I was checking out our vehicle counter at the nature center the other day and I got a bit of a surprise. The counter is located in a small box with a hinged lid. When I flood the interior with light upon opening the top, I never know what I am going to see. During the warm season there is usually a small spider scurrying for dark cover or an occasional blinded yellow jacket perched on a beginner nest suspended from the top. I wait for the spider to seek refuge and flick away the ‘jacket before it recovers. The cold season lid lifting experience is far more mundane – the only thing I normally see inside the small box is the even smaller metal counter within. This time I was greeted by a pair of large mammalian eyes as the shaft of daylight cut into the interior. Those peepers belonged to a White-footed Mouse perched atop the metal lid of the counter.
I was slightly taken aback, but not enough to prevent me from carefully lowering the lid, reaching for my camera, and re-enacting the opening sequence. I had my finger on the camera shutter this time and was ready to get off a quick shot before the creature darted. It was a mouse, after all, they always dart away from light and discovery. I again lifted the lid and saw that the thing was frozen into the same exact pose as it was earlier. It had not budged an inch or moved a whisker. I quickly snapped a shot, then another, and another. He didn’t move until I lowered my hand down to nudge him off the counter.

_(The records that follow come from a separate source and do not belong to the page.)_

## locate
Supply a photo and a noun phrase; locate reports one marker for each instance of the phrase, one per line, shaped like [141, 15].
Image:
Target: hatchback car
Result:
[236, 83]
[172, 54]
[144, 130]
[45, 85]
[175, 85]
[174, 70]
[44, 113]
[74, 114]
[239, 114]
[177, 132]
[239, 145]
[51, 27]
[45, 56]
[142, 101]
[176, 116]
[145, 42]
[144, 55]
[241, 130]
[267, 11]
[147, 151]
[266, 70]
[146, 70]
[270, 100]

The image that stared back at me, the one above, was the picture of intense guilt. It is the lot of mice that they always look guilty – even when they’ve not done anything to be guilty of. It is possible that all mice feel inherent guilt during every living moment of their lives. They are basically born to be eaten and there are no retirement homes for old White-footed Mice. Every breath they take, and they take a lot of them, is expected to be their last. I was not a fox, hawk, mink, or a weasel but I surely was some sort of death angel come to gather a microtine soul. This stunned creature was caught off guard and instantly resigned to meeting its maker – even if this particular grim reaper was taking his sweet time documenting the event.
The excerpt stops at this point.